What about the “common experience” argument? Today someone at a dept mtg said that they’d like to know what the students have heard in the TL before they come to that next grade level – a juncture where we pass off kids from one school to the next. I said, that if they know we all read XYZ novel, then the glossary should help them know what words the Ss heard (when we front-loaded) and read, but that ALAS! a certain percentage of the kids would seem as though the’d never seen those words before, cuz SLA is just like that.
My tongue in cheek point is that when we’re good at this kind of instruction, we oughtta be able to extrapolate a bit. Our students have around 200 hours of Spanish total in grades 1-4. You can’t assume they can output much, but you certainly can assume they’ve heard lots of permutations of sentences using the Super 7 w/lots of cognates, places and proper names.
A colleague said maybe it’s be nice to know which rejoinders the different feeder building teachers used. I noted that depending on the emergent stories and scenes we were creating, we needed and used different rejoinders at each building. But that whichever rejoinders she needed, she oughtta just use ’em, and with any luck some of the kids will already know or recognize them, but not everyone.
The assumption is that having everyone apace is a good thing. And in general our kids are apace – some remember this, others that, other teachers exposed them to this or that. Apace to me means everyone is comprehending input of roughly the same complexity, for about the same amount of time. Do we want to take the time to inventory all the words, or insure that my group hears “grabs” at the end of 3rd grade – even when it happens not to emerge naturally? Imagine the time and tedium trying to catalogue who knows what and when.
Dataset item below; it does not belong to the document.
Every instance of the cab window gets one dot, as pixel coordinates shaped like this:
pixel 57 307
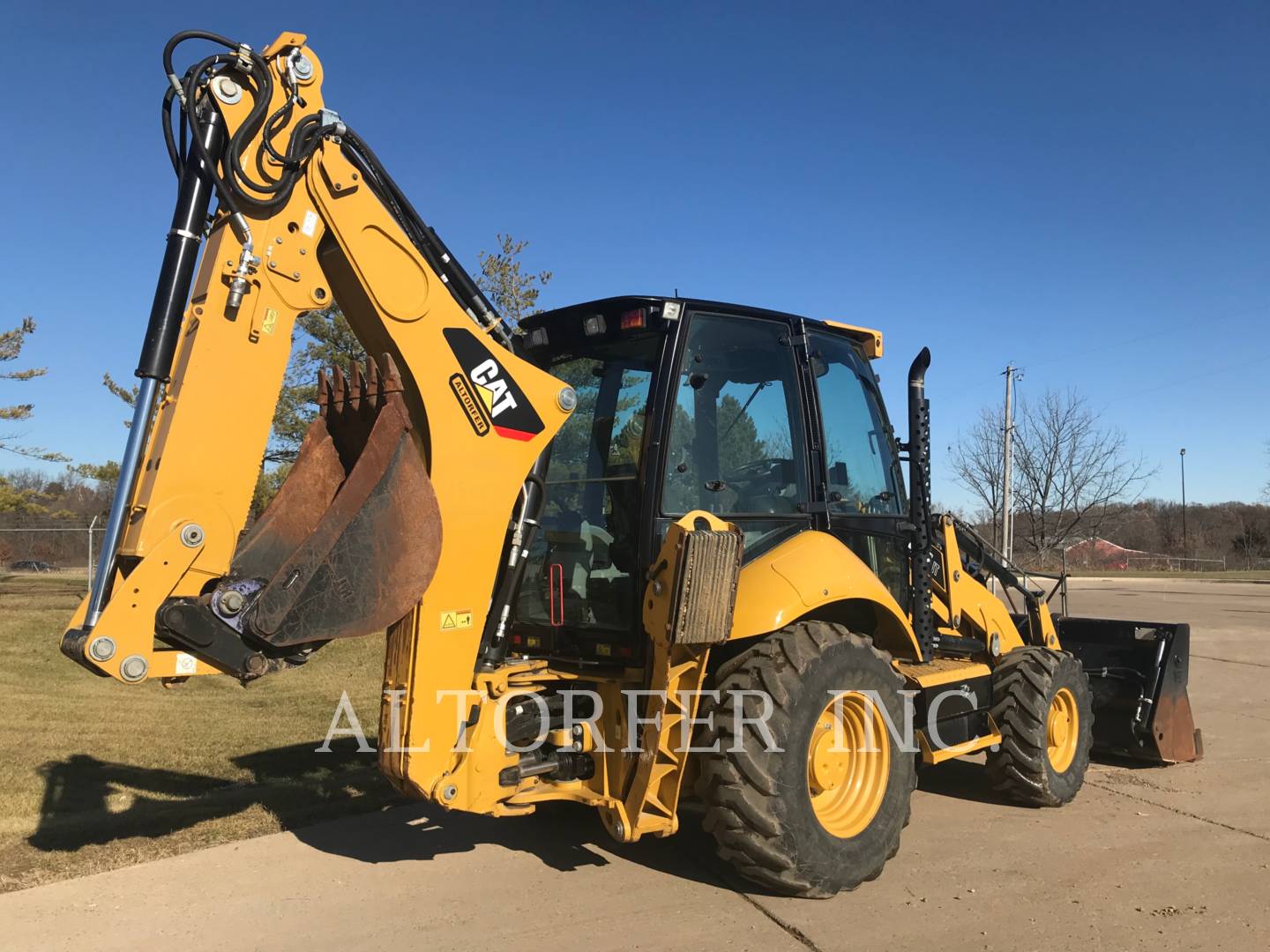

What an absurd and useless task. Or would it be helpful? What am I missing? I don’t think this is the direction our dept is going to follow – and I sincerely hope it is not. I will discourage it if I see it going in that direction.
Alisa asked above:
…imagine the time and tedium trying to catalogue who knows what and when. What an absurd and useless task. Or would it be helpful?….
Not helpful. A useless task. Period.
Unless the last fifty years of SLA research is wrong.